Test Maid of Sker, le silence est d’or !

C’est la saison des survival horror et après Resident Evil Village qui est un bon action horror (vous saisissez la nuance) on a droit à Maid of Sker de Wales Interactive. Bon Ok, le jeu est sorti l’an dernier mais il a droit maintenant à une sortie sur consoles nouvelles génération et c’est l’occasion rêvée de rattraper mon retard ! Le studio est plutôt spécialisé dans les films intéractifs ou les jeux vidéo narratifs comprendre les jeux dans lesquels on est plus spectateur qu’acteur. Bref, Maid of Sker avait su s’attirer la bienveillance de la critique en se présentant comme un jeu sans prétention mais qui avait le mérité de proposer une expérience intéressante aux joueurs et il est temps que je vous donne mon avis mais chut… on nous cherche…

Je ne mettrai pas une bonne note sur Trip Advisor !
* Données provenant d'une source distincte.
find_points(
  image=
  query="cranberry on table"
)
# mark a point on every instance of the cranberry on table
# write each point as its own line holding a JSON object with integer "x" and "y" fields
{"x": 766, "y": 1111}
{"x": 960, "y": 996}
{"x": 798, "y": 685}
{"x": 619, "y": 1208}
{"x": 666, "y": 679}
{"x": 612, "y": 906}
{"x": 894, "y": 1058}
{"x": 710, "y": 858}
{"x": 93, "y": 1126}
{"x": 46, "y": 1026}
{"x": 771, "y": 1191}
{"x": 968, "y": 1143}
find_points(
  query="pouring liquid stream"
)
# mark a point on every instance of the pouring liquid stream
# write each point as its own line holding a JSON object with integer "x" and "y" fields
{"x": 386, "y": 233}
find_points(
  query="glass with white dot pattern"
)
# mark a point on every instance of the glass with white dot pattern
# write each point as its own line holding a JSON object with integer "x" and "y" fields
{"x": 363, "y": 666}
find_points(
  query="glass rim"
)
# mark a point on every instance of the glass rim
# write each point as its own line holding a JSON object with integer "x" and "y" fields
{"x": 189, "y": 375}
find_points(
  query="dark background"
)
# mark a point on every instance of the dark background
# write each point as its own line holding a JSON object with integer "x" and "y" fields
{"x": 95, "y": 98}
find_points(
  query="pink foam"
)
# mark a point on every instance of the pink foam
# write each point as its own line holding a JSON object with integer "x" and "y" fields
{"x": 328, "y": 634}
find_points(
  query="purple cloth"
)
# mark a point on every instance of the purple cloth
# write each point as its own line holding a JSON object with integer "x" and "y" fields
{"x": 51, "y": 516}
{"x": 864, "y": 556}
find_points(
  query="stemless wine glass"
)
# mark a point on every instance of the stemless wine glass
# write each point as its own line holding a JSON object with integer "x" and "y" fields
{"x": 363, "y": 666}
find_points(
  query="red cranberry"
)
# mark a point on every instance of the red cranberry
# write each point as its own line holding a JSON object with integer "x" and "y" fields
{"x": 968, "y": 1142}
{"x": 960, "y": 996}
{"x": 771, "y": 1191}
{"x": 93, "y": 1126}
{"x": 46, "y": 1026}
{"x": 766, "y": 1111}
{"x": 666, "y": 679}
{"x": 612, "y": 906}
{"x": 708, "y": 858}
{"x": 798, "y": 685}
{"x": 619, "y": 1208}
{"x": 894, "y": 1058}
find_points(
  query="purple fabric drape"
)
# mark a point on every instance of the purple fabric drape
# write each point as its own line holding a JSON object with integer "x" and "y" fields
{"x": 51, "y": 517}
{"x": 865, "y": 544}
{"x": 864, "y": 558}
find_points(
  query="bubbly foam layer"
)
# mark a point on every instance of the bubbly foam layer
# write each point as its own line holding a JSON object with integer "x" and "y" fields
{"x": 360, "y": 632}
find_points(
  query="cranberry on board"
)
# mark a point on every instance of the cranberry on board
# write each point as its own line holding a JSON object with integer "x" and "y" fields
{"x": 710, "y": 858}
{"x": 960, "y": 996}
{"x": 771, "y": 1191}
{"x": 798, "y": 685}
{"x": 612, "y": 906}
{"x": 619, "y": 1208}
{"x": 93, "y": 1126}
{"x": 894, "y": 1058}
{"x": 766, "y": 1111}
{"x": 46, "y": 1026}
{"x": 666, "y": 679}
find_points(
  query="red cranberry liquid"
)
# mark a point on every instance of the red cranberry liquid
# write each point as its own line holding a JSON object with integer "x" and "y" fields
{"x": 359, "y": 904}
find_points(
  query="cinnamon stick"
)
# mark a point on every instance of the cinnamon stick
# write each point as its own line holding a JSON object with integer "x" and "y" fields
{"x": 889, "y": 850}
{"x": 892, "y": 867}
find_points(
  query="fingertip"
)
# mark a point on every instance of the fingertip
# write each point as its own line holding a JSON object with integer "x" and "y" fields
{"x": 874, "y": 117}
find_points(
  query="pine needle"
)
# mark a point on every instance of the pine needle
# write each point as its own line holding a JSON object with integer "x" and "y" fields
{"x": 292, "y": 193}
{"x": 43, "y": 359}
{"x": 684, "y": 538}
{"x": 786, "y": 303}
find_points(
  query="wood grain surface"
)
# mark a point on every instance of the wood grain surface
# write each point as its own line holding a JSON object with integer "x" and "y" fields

Une belle famille pas commode !

Maid of Sker s’inspire du folklore gallois enfin ça c’est ce qui est précisé dans les communiqués de presse de l’éditeur. Désolé de vous décevoir mais j’aime apprendre beaucoup de chose mais le folklore gallois (dont j’ai appris l’existence avec ce jeu) je ne connais pas du tout ! Et franchement, le folklore gallois ça ne fait pas vendre un jeu mais bon il faut bien vendre de la hype et tout est bon dans le cochon comme disent nos vieux… Bon j’ai quand même fait quelques recherches en fait le thème du folklore gallois tourne essentiellement autour d’un bouquin éponyme écrit par Blackmore en 1872. Le livre raconte l’histoire d’Elisabeth Evans qui devait épouser Thomas un beau zicos pas apprécié par la belle famille. Le père la promit à une autre homme et elle resta enfermée dans à Sker House où elle est morte peu de temps après pour revenir hanter les lieux… Bien évidemment les lieux existent réellement (si si!) et il paraîtrait qu’ils sont toujours hanté par notre chère Elisabeth… Pas mal comme trame et le jeu s’en inspire librement puisqu’on incarne le fameux Thomas qui est appelé par sa belle qui s’est enfermée dans l’hôtel et qui ne demande qu’à être délivrée alors que l’hôtel est en proie à des présences pas forcément très amicales… Comme il n’y a pas assez de filles en ce bas monde sans problème et sans famille de dégénérés notre cher Thomas part à sa rescousse et débute alors son calvaire.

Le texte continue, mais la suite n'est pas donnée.